[Date Prev][Date Next][Thread Prev][Thread Next][Date Index][Thread Index]
Reminder on Today's AIDB seminar [Friday, 3-4pm, ERC 593]
Folks:
This is a reminder that the first of the AIDB seminars for this spring
will be today--3pm in ERC 593 (as per Chris Mayer's mail last
week). Zaiqing Nie will talk about using datamining techniques to
gather source coverage and source overlap statistics for data
integration scenarios.
Here is the abstract.
Rao
[Feb 15, 2002]
MINING SOURCE COVERAGE STATISTICS FOR DATA INTEGRATION
Recent work in data integration has shown the importance of
statistical information about the coverage and overlap of sources for
efficient query processing. Despite this recognition there are no
effective approaches for learning the needed statistics. The key
challenge in learning such statistics is keeping the number of needed
statistics low enough to have the storage and learning costs
manageable. Naive approaches can become infeasible very quickly.
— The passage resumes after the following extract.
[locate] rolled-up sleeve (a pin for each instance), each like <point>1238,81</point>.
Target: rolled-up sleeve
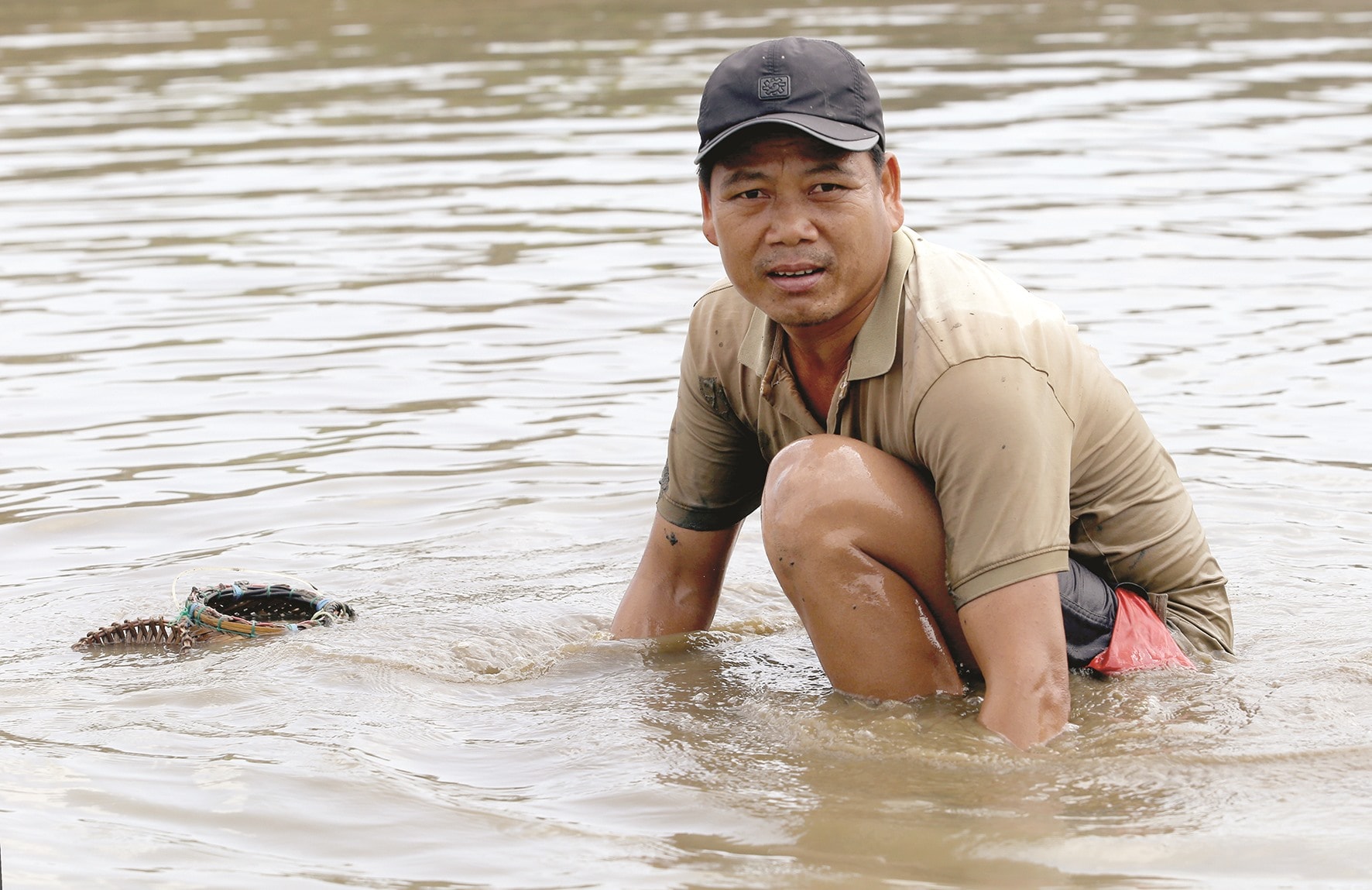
<point>999,448</point>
In
this paper we present a set of connected techniques that estimate the
coverage and overlap statistics while keeping the needed statistics
tightly under control. Our approach uses a hierarchical classification
of the queries, and threshold based variants of familiar data mining
techniques to dynamically decide the level of resolution at which to
learn the statistics. We describe the details of our method, and
present experimental results demonstrating the efficiency of the
learning algorithms and the effectiveness of the learned statistics.